Understanding these principles shows us how to reduce moments and relieve symptoms. The net moment determines the direction and degree of rotation. By identifying the anatomical structure that hurts, you can design an orthotic that reduces or shifts the stress from that location. Extrinsic wedges or posts, pads, cast skives, and shoe modifications can all be used to shift the CoP in relation to the STJ axis. Footwear also plays a critical role in transmitting GRFs and in determining the effectiveness of foot orthotics.

Adding a medial rearfoot wedge to an orthotic, for example, moves the center of pressure more medially. This increases the supination moment about the STJ axis, helping to support the foot. The tissue-stress theory also explains why a rearfoot medial wedge is more beneficial than a forefoot medial wedge: it is located farther away from the STJ axis, which increases the moment arm.

Similarly, a forefoot lateral wedge will increase the supination moment, potentially offsetting the effect of a laterally deviated STJ axis. This provides the greatest reaction because it is located farthest from the STJ axis, maximizing the moment arm. It also has the added benefit of working later in the gait cycle.

This is only a brief summary of the work done by, among others, Eric Fuller, DPM, and Kevin Kirby, DPM, MS, while at the California College of Podiatric Medicine.
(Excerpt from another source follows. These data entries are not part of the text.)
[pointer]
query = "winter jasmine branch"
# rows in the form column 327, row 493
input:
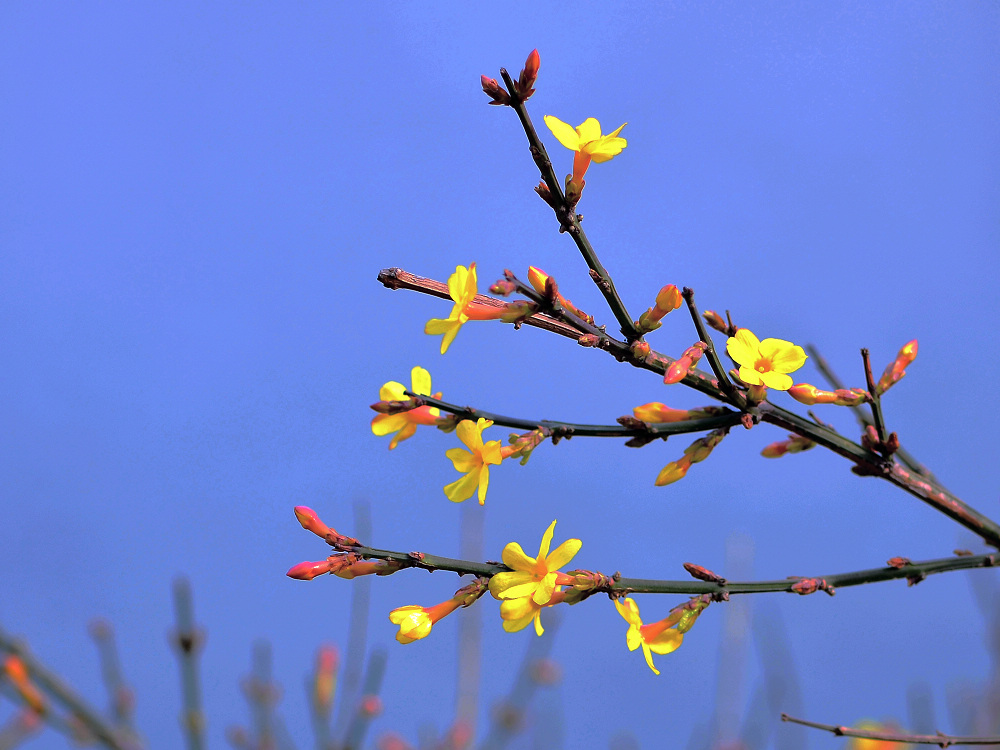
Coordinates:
column 570, row 429
column 569, row 220
column 941, row 740
column 923, row 486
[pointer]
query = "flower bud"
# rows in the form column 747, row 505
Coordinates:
column 715, row 321
column 306, row 571
column 897, row 369
column 639, row 350
column 673, row 472
column 495, row 91
column 529, row 75
column 311, row 522
column 794, row 444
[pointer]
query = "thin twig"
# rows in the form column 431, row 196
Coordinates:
column 876, row 400
column 924, row 487
column 941, row 740
column 63, row 694
column 914, row 571
column 859, row 411
column 572, row 429
column 188, row 640
column 569, row 221
column 735, row 397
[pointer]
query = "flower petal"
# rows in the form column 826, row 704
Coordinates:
column 564, row 132
column 563, row 554
column 666, row 642
column 405, row 433
column 420, row 379
column 462, row 459
column 589, row 130
column 776, row 380
column 543, row 548
column 484, row 482
column 457, row 282
column 543, row 590
column 514, row 558
column 743, row 347
column 749, row 375
column 392, row 391
column 383, row 424
column 468, row 432
column 784, row 355
column 649, row 658
column 461, row 489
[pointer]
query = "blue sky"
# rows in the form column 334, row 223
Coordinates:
column 196, row 201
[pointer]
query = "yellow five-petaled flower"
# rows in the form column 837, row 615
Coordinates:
column 473, row 463
column 658, row 637
column 588, row 143
column 533, row 582
column 765, row 362
column 405, row 423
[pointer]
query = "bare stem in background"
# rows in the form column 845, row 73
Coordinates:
column 941, row 740
column 188, row 641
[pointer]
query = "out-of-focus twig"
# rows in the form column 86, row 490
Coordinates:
column 188, row 641
column 121, row 695
column 939, row 739
column 369, row 705
column 61, row 693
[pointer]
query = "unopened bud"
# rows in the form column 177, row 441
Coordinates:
column 504, row 288
column 529, row 75
column 311, row 522
column 672, row 472
column 676, row 372
column 794, row 444
column 495, row 91
column 639, row 350
column 306, row 571
column 715, row 321
column 897, row 369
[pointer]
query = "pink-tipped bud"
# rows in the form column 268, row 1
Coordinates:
column 526, row 81
column 794, row 444
column 668, row 299
column 306, row 571
column 716, row 321
column 495, row 91
column 311, row 522
column 897, row 369
column 676, row 372
column 640, row 350
column 673, row 472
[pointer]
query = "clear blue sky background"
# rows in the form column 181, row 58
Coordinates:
column 196, row 198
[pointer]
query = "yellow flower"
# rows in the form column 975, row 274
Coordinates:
column 405, row 423
column 462, row 288
column 533, row 578
column 588, row 143
column 474, row 463
column 658, row 637
column 415, row 622
column 765, row 362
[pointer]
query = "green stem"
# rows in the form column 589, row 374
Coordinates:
column 569, row 220
column 63, row 694
column 572, row 429
column 924, row 487
column 915, row 571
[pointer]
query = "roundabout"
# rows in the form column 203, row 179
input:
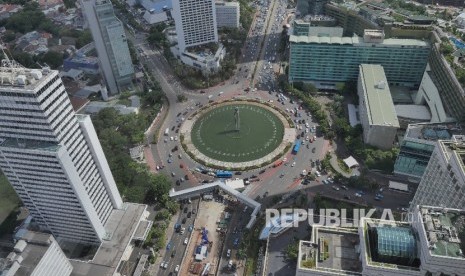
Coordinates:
column 237, row 135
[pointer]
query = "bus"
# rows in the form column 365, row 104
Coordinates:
column 223, row 174
column 278, row 163
column 296, row 148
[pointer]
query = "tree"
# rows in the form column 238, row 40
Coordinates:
column 292, row 251
column 182, row 98
column 309, row 88
column 52, row 58
column 84, row 38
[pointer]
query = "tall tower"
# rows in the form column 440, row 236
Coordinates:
column 443, row 182
column 52, row 157
column 195, row 22
column 111, row 44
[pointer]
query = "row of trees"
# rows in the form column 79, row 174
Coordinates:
column 310, row 103
column 117, row 133
column 30, row 18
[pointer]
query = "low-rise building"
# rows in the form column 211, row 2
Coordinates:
column 418, row 145
column 377, row 113
column 36, row 254
column 428, row 244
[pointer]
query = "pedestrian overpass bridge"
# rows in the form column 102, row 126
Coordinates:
column 210, row 187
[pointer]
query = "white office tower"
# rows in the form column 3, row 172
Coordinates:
column 195, row 22
column 52, row 157
column 227, row 14
column 443, row 182
column 111, row 44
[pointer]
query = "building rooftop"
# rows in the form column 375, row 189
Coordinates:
column 395, row 241
column 121, row 228
column 332, row 250
column 28, row 252
column 443, row 228
column 380, row 107
column 30, row 144
column 390, row 244
column 13, row 76
column 455, row 148
column 356, row 41
column 433, row 131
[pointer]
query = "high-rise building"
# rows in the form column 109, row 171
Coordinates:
column 227, row 14
column 195, row 22
column 443, row 181
column 36, row 254
column 377, row 113
column 111, row 44
column 52, row 157
column 327, row 61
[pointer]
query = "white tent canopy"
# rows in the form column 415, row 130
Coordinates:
column 351, row 162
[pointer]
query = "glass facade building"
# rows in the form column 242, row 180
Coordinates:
column 327, row 61
column 413, row 158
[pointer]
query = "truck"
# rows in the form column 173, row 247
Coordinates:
column 207, row 197
column 278, row 163
column 296, row 148
column 223, row 174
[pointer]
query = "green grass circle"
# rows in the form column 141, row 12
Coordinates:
column 214, row 133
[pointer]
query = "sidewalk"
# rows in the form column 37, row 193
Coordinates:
column 153, row 268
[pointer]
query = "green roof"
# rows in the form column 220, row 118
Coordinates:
column 443, row 247
column 396, row 242
column 379, row 104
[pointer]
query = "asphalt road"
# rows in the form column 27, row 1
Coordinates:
column 176, row 241
column 178, row 165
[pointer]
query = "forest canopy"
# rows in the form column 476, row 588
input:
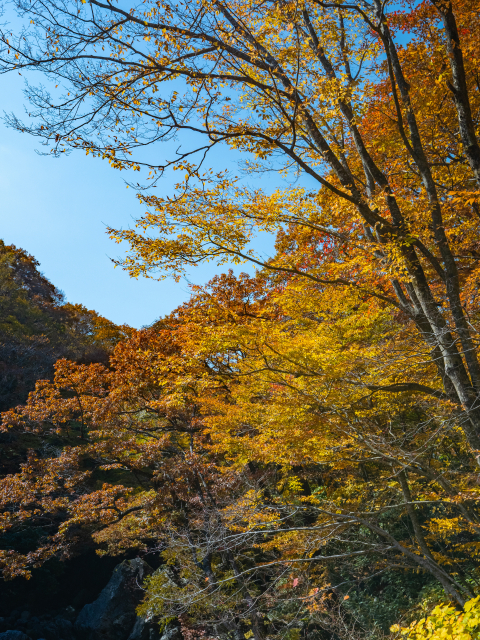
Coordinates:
column 300, row 446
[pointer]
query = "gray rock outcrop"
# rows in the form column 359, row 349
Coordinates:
column 112, row 616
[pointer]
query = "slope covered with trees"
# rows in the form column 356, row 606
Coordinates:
column 37, row 327
column 300, row 447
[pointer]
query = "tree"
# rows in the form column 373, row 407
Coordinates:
column 334, row 96
column 37, row 327
column 358, row 366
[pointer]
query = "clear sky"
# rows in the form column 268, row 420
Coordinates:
column 57, row 210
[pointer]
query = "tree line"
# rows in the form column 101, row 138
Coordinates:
column 300, row 446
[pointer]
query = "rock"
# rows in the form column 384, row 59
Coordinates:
column 172, row 632
column 57, row 629
column 145, row 630
column 112, row 616
column 14, row 635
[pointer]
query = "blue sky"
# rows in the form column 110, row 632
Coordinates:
column 57, row 210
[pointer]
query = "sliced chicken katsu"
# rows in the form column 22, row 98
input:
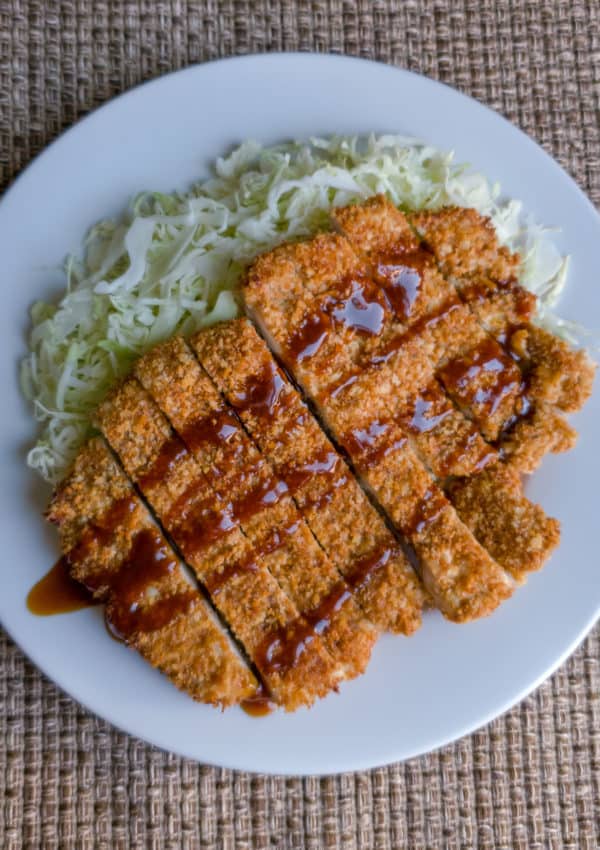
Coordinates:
column 259, row 500
column 339, row 514
column 482, row 380
column 477, row 375
column 113, row 546
column 294, row 664
column 321, row 346
column 484, row 273
column 515, row 532
column 363, row 355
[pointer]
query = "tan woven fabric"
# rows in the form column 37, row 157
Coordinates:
column 529, row 780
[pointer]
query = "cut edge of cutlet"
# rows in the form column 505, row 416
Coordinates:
column 187, row 395
column 521, row 540
column 192, row 649
column 467, row 248
column 136, row 429
column 507, row 498
column 472, row 554
column 214, row 347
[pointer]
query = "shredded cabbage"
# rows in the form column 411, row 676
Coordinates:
column 173, row 262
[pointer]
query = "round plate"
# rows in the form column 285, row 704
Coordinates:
column 418, row 693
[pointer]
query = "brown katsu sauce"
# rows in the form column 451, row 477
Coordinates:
column 524, row 303
column 397, row 342
column 216, row 429
column 364, row 570
column 171, row 452
column 423, row 417
column 262, row 394
column 260, row 704
column 251, row 563
column 58, row 593
column 129, row 587
column 101, row 531
column 428, row 509
column 400, row 275
column 487, row 362
column 131, row 608
column 356, row 305
column 203, row 526
column 363, row 310
column 450, row 464
column 324, row 463
column 264, row 495
column 318, row 502
column 282, row 649
column 365, row 447
column 309, row 337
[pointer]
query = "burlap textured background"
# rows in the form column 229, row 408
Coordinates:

A more comprehensive description of this theory is available in Fuller’s article, which appears in the January 2003 issue of Podiatry Management.

Future research will doubtless build on these emerging concepts and validate what many clinicians intuitively know. In the meantime, close observation and experience will allow practitioners to design appropriate devices to help their patients, regardless of any particular theory.